Yaptıkların ve Yaşattıklarınla Anılırsın!
Yaşam hızla akıp gidiyor. Herkes aynı zamana sahip. Farklılıklar o zamanı geçirme şeklimizde oluşuyor.
İnsan olarak neden yaşamda olduğumuz sorusunu kişinin kendine arada sırada sorması gerekir ve bu soruyla ilişkili olarak icra ettiklerimizin niyetimizle-amacımızla örtüşüp örtüşmediğine bakmak ve arada da kalibre etmeye ihtiyaç olabilir.
Bir ‘’son’’ gelir ve kattıkların ya da eksilttiklerinle anılırsın ve bunlar senin yaşam şekline yansır; aslında bir şekilde hanene yazılır, yaptıklarının karşılığı ile yüzleşirsin. Bunu hem maddi hem manevi; hem profesyonel hem de ilahi anlamda söylüyorum. Hepsi için geçerlidir bu kural.

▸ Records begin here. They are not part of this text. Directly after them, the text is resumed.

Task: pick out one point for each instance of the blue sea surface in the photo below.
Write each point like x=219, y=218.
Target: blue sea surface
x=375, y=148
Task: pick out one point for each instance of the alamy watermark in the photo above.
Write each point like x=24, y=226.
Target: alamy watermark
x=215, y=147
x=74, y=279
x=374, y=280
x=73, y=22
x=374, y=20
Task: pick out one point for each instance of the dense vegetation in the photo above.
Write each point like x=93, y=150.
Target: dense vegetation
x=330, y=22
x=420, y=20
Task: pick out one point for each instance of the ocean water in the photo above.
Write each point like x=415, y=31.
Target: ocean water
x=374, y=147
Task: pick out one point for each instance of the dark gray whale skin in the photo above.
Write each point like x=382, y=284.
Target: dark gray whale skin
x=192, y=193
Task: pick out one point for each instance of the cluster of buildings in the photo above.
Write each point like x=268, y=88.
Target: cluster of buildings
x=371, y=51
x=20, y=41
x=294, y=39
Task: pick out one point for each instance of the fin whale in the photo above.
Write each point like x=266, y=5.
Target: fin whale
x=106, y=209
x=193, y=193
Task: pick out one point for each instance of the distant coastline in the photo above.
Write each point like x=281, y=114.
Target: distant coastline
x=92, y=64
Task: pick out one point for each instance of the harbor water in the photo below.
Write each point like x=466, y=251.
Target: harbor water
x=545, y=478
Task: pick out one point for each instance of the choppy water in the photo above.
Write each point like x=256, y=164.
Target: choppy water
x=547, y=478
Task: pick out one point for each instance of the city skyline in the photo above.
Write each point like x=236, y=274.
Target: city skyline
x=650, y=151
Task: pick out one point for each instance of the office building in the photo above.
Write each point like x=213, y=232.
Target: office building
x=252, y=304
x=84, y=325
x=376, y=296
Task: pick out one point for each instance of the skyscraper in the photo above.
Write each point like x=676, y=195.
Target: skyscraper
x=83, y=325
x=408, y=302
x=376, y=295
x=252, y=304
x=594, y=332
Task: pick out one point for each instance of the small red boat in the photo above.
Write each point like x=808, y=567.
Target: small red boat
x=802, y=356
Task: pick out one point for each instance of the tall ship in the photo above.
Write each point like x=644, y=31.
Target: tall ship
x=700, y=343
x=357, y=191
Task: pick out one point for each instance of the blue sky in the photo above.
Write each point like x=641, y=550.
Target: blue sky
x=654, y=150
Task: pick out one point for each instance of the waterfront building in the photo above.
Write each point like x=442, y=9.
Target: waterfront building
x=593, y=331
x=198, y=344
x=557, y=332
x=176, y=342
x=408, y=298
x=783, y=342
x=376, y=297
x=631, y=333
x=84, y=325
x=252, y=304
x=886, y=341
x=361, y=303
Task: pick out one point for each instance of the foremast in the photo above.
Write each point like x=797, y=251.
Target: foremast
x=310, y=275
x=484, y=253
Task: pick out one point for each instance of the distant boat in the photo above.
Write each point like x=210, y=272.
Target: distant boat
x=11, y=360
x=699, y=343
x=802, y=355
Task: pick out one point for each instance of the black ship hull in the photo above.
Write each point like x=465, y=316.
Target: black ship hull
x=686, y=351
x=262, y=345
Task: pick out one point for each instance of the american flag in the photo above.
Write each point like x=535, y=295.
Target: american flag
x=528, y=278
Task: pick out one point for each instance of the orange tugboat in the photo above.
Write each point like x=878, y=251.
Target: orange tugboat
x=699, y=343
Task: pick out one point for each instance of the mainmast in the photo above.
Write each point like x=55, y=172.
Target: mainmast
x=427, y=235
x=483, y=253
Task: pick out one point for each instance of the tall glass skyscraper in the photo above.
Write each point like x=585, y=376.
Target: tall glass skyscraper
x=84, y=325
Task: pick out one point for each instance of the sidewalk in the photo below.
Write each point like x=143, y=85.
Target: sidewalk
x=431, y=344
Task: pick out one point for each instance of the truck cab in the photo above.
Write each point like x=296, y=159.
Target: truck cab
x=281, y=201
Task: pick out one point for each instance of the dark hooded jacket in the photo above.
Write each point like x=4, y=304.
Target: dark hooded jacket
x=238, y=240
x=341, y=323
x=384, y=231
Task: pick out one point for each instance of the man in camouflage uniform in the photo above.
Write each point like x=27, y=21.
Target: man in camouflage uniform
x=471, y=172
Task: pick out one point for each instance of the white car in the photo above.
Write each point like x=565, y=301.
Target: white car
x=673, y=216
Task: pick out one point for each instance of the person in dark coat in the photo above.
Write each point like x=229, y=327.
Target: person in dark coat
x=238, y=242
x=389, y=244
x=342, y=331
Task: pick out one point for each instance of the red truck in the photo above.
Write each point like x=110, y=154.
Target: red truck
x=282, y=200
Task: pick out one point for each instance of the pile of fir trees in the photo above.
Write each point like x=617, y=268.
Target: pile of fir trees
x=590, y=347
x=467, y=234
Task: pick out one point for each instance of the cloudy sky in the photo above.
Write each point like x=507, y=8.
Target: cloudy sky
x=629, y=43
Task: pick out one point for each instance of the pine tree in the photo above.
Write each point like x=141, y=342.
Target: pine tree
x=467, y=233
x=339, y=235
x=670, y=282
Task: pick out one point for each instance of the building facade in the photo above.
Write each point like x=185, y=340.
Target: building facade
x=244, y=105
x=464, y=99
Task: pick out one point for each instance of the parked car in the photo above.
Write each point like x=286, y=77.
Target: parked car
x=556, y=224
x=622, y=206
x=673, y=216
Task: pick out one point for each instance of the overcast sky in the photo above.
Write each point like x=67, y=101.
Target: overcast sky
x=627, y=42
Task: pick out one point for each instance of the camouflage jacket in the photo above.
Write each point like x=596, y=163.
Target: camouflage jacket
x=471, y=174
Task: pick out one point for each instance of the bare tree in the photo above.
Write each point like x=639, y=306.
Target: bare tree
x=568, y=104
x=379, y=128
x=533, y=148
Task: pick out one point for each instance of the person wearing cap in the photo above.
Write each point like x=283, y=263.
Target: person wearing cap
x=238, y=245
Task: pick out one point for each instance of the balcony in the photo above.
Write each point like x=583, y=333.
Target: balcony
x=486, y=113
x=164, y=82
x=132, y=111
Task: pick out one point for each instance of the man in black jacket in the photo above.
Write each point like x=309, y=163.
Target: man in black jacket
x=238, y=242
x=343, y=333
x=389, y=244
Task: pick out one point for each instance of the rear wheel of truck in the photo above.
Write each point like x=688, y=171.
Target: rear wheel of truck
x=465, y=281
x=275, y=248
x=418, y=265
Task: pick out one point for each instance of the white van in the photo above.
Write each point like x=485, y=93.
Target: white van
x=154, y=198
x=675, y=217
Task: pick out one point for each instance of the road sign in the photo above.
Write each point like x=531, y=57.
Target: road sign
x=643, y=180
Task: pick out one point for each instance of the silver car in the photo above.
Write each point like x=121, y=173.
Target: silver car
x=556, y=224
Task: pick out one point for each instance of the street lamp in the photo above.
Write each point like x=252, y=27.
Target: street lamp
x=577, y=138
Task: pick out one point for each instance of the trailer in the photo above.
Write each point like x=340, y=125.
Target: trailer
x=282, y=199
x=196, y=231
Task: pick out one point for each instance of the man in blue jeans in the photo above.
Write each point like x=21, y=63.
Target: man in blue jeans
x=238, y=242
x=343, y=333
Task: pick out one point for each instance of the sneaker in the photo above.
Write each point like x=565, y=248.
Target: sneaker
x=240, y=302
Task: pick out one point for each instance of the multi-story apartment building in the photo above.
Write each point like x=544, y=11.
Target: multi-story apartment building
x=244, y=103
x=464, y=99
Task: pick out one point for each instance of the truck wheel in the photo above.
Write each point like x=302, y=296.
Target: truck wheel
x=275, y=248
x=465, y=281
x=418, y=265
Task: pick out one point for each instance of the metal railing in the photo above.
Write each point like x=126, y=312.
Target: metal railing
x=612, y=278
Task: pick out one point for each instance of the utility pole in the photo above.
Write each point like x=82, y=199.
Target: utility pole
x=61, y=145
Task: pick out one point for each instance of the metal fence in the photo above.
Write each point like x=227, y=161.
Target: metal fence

Hayata kendi tercihimizle gelmedik. Ama hepimizin bir misyonu olduğuna inanıyorum. Dönüp bakmak ve sormak gerekir. Anneysem evladımdan, çalışıyorsam işimden, yaşamdaysam kendimden sorumluyum ve sorumlulukların gereklilikleri vardır. Bu bizi biz yapar. Bunlar insan olmanın da gereklilikleridir.
Ne taraftasın? Tüketen mi, üreten mi? Kolaylaştıran mı, kolayı seçen mi? Emek veren mi, tembel mi? Çözüm üreten mi, şikayet eden mi? Sevgi dolu mu, öfkeli mi?
Ne taraftasın?
Çok basittir yaşam ve yaşanan her şey bir deneyimdir.